Таким образом, к началу постромантической эпохи определились два основных воззрения на иронию, восходящих к античности. Первое признавало «божественную иронию» (Гофман) высшей духовной позицией, свидетельством гордой силы человеческой мысли. Согласно другому, ирония, если ею начинают злоупотреблять, — «сродни душевным недугам»42. Оба эти представления присутствуют в диалектическом единстве в теории иронии С. Кьеркегора («О понятии иронии...», «Или-или»). Оценку иронии датским философом нельзя назвать ни апологетической, ни критической: он пытается соединить взаимоисключающие точки зрения и достигает этого весьма оригинальным способом. Творческое «Я» философа как бы раздваивается на Этика и Эстетика, которые ведут более или менее явный диалог во всех его работах. Одной из главных проблем этого вечного поединка как раз и является проблема иронии.

В центре философской системы С. Кьеркегора — апология субъективности, но не фихтевской или романтической, а явившейся как исторически неизбежная форма развития человеческой личности.

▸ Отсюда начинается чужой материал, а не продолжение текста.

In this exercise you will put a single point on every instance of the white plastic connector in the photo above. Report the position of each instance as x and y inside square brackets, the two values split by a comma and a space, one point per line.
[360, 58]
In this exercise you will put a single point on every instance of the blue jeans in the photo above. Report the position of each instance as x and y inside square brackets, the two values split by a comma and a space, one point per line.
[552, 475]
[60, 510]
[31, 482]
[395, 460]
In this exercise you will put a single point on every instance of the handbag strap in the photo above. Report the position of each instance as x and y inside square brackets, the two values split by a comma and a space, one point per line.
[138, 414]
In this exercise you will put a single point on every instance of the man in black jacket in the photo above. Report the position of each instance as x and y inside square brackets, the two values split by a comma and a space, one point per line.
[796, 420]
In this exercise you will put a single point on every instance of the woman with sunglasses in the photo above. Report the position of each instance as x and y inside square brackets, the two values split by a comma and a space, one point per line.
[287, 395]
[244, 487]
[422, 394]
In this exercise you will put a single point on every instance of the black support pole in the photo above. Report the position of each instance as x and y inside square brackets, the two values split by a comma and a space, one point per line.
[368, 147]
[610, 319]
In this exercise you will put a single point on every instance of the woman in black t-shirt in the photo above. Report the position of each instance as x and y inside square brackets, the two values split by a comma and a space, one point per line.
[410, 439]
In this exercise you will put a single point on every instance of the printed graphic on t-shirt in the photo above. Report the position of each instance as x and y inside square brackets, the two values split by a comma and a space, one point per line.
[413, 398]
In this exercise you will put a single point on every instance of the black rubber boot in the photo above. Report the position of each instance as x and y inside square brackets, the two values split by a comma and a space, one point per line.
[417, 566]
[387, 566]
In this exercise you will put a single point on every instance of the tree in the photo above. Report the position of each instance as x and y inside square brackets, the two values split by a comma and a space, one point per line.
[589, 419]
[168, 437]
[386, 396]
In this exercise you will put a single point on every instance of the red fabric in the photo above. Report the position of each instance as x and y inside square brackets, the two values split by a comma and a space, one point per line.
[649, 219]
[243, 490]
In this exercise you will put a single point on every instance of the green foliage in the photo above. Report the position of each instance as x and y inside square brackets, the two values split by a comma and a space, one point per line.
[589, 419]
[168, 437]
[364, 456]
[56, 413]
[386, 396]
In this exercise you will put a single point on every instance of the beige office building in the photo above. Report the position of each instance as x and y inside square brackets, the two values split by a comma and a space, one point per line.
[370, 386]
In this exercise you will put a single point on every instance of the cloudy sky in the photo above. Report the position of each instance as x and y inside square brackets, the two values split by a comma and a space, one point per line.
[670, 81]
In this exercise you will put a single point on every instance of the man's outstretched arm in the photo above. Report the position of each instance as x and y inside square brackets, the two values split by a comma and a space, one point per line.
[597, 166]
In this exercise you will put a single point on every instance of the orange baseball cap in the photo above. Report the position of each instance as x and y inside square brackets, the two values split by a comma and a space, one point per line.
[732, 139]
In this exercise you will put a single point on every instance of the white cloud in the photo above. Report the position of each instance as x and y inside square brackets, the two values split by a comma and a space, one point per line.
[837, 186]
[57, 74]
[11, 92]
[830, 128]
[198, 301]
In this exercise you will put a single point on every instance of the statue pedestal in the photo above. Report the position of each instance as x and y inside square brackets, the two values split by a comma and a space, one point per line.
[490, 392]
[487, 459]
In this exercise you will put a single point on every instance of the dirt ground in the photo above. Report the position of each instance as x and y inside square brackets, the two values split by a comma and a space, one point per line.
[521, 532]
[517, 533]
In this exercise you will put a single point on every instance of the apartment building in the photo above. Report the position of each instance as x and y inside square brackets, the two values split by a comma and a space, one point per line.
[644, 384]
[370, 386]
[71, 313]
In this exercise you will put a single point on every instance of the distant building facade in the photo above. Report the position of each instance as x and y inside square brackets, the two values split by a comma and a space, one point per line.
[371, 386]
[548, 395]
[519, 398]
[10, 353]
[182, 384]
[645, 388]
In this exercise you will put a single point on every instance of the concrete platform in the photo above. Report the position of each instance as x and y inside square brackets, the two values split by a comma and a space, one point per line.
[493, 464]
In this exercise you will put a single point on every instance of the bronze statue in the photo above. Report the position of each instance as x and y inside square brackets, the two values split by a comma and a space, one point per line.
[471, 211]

Отстаивая права субъективности против чрезмерного гегелевского объективизма, философ утверждает: «Ирония возникает с появлением субъективности в мировой истории.

Ирония — это первое и наиболее абстрактное определение субъективности»43. Отсюда следует, что ирония, по мнению Кьеркегора, предполагает развитую субъективность. Кьеркегоровский ироник не признает ничего абсолютного и не видит оснований делать исключения для нравственных постулатов. Это не значит, что он обречен быть преступником или «чудовищем порока», чаще всего он соблюдает внешнюю видимость приличия, чтобы не посягали на его подлинную свободу.

Отчетливо представляя себе опасность «иронического» восприятия действительности, С. Кьеркегор в то же время явно находится под его влиянием, иногда практически отождествляясь со своим предполагаемым оппонентом. «Правильно настроенный индивид» представляется ему ограничившим собственную иронию. Развитая субъективность должна пройти «очистительное крещение иронией» для достижения «свежести и бодрости»: «Если и нужно предостеречь от иронии как от искусителя, то нужно и воздать ей хвалу как наставнику»44.

Обе эти ипостаси нашли свое воплощение и в XX веке. Кумиры Серебряного века — прежде всего Ф. Ницше и В. Соловьев — явили своим творчеством пример того, «как можно сочетать страстный лирический пафос с параллельной ему иронической насмешкой, которая не только не отменяет пафоса, но, напротив, оттеняет его, придаёт глубину, отводит подозрения в наивности или необоснованном энтузиазме и тем самым делает его убедительным»45. Поэты и философы того времени, обладая обострённым чувством трагического, склонностью к антиномиям, ярким парадоксам, блеску диалектики, не могли не оценить иронии и тех интеллектуальных возможностей, которые она предоставляет. Однако в отличие от предшествующих романтиков, отмечает И. Иванова, символисты воспринимали иронию без энтузиазма, более того — приписывали ей нечто дьявольское: «Для них ирония была демоническим порождением «страшного мира», с ней надо было бороться, преодолеть её. «Старшие» — Д. Мережковский, З. Гиппиус, Ф. Сологуб, К. Бальмонт — воспринимали ее как один из «соблазнов», уводящих от подлинной красоты и веры; для «младших», в полной мере испытавших на себе ее власть («Симфонии» и «Пепел» А. Белого, «Балаганчик» и «Незнакомка» А. Блока), она была сильным противником, искушающим человеческую душу на пути к духовному подвигу»46. Портрет иронии как демона поколения, болезни века, дан А. Блоком в знаменитой статье «Ирония» (1908). Симптомы этой болезни — «приступы изнуряющего смеха, который начинается с дьявольски-издевательской, провокаторской улыбки <...> перед лицом проклятой иронии — все равно: добро и зло, ясное небо и вонючая яма, Беатриче Данте и Недотыкомка Сологуба»47.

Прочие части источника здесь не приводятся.